I wasn’t naive. I knew what he meant. But there was no way I was going to accept that. Colt was a grown adult, and he got to make his own decisions. “Then your father is going to have to explain to this uneducated rural person exactly why he has a problem with his adult son making his own choices. Maybe if he explains real slow, I’ll understand.”

I’d always found that forcing people to explain their inappropriate attitudes in great detail made my point for me. It’s a little hard to explain that a joke is funny because of bigotry, and still be laughing.

A tiny part of me wanted to throw on my rattiest sweatpants and a torn T-shirt I only wore for housecleaning, but no. I would do what I always did. So I pulled out a pair of charcoal slacks, a button-down, and an argyle sweater vest in gray and blue. The senator would have to find a reason to look down on me that wasn’t my home, my clothing, or my education.

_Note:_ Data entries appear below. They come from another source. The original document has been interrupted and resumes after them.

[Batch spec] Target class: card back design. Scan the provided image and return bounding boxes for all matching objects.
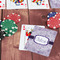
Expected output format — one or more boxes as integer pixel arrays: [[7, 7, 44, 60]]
[[0, 0, 5, 9], [28, 0, 50, 9]]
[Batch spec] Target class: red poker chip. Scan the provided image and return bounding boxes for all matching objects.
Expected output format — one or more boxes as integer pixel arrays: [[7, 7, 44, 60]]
[[47, 13, 60, 29], [3, 13, 21, 23]]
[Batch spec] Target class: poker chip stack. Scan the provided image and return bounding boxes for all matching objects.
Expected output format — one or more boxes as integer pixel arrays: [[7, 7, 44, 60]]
[[0, 13, 21, 40], [47, 12, 60, 29]]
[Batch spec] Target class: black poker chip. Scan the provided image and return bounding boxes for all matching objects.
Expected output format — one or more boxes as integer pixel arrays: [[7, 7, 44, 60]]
[[0, 30, 6, 40]]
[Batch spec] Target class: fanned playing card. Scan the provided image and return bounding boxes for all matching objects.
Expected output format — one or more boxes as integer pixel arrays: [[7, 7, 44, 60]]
[[0, 0, 5, 9], [7, 0, 27, 9], [28, 0, 49, 9], [19, 24, 45, 50], [49, 0, 60, 8], [25, 26, 57, 57]]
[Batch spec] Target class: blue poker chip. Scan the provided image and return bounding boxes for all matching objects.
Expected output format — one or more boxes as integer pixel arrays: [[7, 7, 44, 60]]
[[47, 12, 57, 19]]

Somehow, I didn’t doubt he’d manage it.

By the time I’d dressed, Colt was finally pulling the sweater over his head, looking pale and drawn, like a man headed for his own execution.

“Hey,” I whispered to him. “No need for that face. We can deal with this. So your family are, um—” I wasn’t sure I wanted to seriously insult them. They might be making my brother and sister’s morning worse, and maybe Colt was mad at them, but that didn’t mean he wanted or needed to hear me complaining about them.

“Jerks,” he confirmed with a scowl as he snatched a pair of jeans out of his bag and started stuffing his legs into them. “They’re a bunch of elitist jerks who refuse to take no for an answer from me, and are going to judge you and Grovetown and everything good in the world, and find it wanting.”

He yanked his zipper up with such force that I winced, imagining him getting tender skin stuck in the teeth of the thing. Then I went over and took his face between my hands, angling his chin up and softly kissing his lips. “I understand. And you know what? That’s fine.”

“Fine?” he demanded, angry on behalf of the whole town. The whole pack.

On behalf of me.

“Fine,” I agreed, leaning back down to give him another kiss. “You know why?”

His eyes had narrowed to slits, and he shook his head. “I don’t see how it can be fine that they invade your house, and probably eat Rowan’s food, all while insulting it and looking down on everyone here.”

“It’s fine because it’s on them, Colt.” I leaned in and pressed our foreheads together. “They miss out on Rowan’s pie, and Zeke’s stories, and Claudia’s...Claudianess. By looking down on us, they’re the ones who lose. Are we missing out, not being graced with their approval?”

He snorted and shook his head.

“Then let’s get out there and keep my sister from killing anyone.”

46

Colt

This was my nightmare. Obviously, at some point, Dad was going to send Chase or Cait or maybe even Mom to Grovetown to try and talk some sense into me. That was unavoidable, but I could’ve handled one of them—pulled them aside and appealed to their care for me. It wasn’t like there were no fucks given to my happiness in the entire Doherty family.

But when you sat me down at one side of the table, Dad down at the other, and asked them to choose between us, I was always going to lose.

Of course, there wasn’t a seat at the head of the table for me to take. Dad was at one end, Juniper at the other. Every bite of breakfast she took, she ate with vigorous enthusiasm, glaring down the table and begging my father to say something nasty.

When we came in, she didn’t budge from her seat. “Morning, you two.”